🤖 AI Summary
This work addresses the challenges of gradient stiffness and ill-conditioning in physics-informed neural networks (PINNs) when solving multiscale partial differential equations, which often arise from geometric mismatches between input coordinates and local high-frequency solution structures, leading to poor convergence. To overcome this, the authors propose the GC-PINN framework, which introduces a differentiable geometric compactification mapping that adaptively aligns complex solution features by coupling the PDE’s geometric structure with the spectral properties of the residual operator—without altering the original PINN architecture. Three input-domain mapping strategies are specifically designed for representative scenarios involving periodic boundaries, far-field extensions, and local singularities. Experiments on one- and two-dimensional benchmark problems demonstrate that GC-PINN significantly enhances training stability, convergence speed, and solution accuracy, while yielding a more uniform residual distribution.
📝 Abstract
Several complex physical systems are governed by multi-scale partial differential equations (PDEs) that exhibit both smooth low-frequency components and localized high-frequency structures.
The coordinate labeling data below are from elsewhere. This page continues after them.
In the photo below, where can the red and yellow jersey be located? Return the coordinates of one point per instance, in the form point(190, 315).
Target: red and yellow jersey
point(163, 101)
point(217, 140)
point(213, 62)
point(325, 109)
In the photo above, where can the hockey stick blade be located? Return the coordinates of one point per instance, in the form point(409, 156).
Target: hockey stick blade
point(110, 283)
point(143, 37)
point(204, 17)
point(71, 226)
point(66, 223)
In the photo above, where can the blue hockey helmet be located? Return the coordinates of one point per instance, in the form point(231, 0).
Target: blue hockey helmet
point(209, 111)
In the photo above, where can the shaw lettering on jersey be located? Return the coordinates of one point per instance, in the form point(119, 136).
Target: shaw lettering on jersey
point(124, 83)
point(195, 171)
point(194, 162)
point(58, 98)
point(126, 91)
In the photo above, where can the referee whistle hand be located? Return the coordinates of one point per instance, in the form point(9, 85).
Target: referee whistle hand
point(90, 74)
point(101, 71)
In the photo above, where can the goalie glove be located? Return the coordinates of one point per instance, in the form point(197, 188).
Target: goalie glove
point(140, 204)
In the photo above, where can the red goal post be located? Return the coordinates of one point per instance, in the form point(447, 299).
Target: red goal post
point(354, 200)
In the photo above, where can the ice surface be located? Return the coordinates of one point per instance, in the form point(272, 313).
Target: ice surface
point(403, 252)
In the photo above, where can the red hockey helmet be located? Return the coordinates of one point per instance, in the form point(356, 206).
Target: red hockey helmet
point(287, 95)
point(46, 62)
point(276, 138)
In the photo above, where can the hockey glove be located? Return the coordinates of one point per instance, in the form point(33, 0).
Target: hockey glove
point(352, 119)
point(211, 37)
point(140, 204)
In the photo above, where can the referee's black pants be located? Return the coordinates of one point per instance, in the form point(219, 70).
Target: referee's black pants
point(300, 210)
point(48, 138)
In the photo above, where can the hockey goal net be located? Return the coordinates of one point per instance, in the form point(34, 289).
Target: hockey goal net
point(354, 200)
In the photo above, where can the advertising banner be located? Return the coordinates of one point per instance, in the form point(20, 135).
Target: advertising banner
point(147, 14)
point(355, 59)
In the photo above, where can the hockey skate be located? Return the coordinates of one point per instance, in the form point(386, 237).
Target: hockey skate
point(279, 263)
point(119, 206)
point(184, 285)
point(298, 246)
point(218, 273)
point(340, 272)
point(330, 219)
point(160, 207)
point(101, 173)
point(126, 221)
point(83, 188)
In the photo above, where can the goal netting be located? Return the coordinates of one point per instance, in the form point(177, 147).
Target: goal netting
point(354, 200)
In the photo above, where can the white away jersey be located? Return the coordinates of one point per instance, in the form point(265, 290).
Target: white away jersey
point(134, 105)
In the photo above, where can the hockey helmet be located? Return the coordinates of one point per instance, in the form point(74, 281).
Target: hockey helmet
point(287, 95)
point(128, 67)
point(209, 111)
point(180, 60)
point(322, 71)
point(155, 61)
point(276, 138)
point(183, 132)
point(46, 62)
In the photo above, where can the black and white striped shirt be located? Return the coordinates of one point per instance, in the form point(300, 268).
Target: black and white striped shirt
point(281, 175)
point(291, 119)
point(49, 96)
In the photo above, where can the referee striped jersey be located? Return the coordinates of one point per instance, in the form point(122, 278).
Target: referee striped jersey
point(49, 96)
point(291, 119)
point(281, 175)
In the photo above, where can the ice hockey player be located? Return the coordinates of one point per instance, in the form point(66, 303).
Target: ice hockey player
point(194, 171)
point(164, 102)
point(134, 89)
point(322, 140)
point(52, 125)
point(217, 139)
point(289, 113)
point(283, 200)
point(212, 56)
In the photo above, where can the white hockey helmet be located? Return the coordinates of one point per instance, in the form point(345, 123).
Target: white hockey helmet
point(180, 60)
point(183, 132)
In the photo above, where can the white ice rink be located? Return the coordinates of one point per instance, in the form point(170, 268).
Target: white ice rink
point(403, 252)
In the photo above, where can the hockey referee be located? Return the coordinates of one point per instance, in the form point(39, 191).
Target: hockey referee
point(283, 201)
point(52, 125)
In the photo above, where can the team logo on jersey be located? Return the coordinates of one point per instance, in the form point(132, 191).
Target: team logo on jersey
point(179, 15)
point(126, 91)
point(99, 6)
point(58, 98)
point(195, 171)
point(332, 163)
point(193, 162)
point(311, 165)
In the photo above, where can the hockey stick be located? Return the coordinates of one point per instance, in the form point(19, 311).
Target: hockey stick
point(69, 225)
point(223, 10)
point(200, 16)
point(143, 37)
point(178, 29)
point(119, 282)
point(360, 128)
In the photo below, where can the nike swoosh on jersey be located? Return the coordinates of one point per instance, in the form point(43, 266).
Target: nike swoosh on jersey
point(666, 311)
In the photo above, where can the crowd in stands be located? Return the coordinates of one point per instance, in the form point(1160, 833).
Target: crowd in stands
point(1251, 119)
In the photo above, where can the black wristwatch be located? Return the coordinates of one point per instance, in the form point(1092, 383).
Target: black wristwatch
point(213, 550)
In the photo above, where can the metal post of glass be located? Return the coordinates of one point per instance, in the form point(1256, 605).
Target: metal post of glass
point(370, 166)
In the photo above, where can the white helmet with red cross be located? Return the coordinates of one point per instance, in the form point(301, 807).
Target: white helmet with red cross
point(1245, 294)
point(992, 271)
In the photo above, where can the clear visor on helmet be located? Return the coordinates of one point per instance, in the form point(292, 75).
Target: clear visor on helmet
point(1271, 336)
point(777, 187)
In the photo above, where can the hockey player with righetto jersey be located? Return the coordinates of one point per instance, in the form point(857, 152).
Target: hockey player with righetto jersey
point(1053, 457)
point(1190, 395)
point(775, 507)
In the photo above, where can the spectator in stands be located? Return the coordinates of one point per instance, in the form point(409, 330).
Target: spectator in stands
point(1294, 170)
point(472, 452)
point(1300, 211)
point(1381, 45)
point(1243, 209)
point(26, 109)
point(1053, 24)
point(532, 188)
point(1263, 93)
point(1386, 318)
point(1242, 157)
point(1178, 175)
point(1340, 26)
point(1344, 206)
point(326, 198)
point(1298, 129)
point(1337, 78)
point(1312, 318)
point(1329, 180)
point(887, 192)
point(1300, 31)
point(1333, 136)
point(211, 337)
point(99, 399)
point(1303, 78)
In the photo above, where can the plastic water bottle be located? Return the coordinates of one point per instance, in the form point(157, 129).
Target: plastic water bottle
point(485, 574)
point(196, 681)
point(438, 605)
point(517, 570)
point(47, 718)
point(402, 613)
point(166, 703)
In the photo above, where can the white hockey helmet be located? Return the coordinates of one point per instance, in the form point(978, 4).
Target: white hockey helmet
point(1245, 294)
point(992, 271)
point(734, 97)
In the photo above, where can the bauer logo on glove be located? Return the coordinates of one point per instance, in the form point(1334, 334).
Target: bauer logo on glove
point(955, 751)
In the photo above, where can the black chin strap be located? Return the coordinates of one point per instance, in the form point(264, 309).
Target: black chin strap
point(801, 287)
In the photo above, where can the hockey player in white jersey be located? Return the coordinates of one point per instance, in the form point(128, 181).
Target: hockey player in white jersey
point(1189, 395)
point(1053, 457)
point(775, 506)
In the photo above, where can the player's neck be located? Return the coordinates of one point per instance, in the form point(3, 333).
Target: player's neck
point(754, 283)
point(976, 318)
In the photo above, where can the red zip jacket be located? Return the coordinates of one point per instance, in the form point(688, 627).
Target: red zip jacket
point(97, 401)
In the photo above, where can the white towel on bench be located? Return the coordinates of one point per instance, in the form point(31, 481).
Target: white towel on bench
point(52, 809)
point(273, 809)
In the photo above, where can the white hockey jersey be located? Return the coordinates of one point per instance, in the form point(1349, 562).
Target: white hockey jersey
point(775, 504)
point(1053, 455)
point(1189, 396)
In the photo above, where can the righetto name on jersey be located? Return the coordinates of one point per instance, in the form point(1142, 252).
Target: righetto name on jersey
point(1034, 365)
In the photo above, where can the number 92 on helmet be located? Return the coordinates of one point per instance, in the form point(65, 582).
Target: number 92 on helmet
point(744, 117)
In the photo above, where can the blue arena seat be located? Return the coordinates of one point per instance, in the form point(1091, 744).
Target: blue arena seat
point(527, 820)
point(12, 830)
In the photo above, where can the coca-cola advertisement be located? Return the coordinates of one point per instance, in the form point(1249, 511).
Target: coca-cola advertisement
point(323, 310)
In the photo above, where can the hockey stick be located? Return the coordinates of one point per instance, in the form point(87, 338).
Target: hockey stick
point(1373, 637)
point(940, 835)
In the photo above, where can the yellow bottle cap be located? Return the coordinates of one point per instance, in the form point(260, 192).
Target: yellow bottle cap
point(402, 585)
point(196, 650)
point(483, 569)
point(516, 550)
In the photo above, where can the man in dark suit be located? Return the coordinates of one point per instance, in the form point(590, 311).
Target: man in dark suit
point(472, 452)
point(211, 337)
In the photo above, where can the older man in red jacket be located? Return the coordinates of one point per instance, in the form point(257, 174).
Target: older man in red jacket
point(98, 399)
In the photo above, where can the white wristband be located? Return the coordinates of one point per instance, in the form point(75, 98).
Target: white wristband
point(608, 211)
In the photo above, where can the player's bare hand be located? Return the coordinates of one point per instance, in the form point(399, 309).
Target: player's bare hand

Existing physics-informed neural network (PINN) methods typically train with fixed coordinate system inputs, where geometric misalignment with these structures induces gradient stiffness and ill-conditioning that hinder convergence. To address this issue, we introduce a mapping paradigm that reshapes the input coordinates through differentiable geometric compactification mappings and couples the geometric structure of PDEs with the spectral properties of residual operators. Based on this paradigm, we propose Geometric Compactification (GC)-PINN, a framework that introduces three mapping strategies for periodic boundaries, far-field scale expansion, and localized singular structures in the input domain without modifying the underlying PINN architecture. Extensive empirical evaluation demonstrates that this approach yields more uniform residual distributions and higher solution accuracy on representative 1D and 2D PDEs, while improving training stability and convergence speed.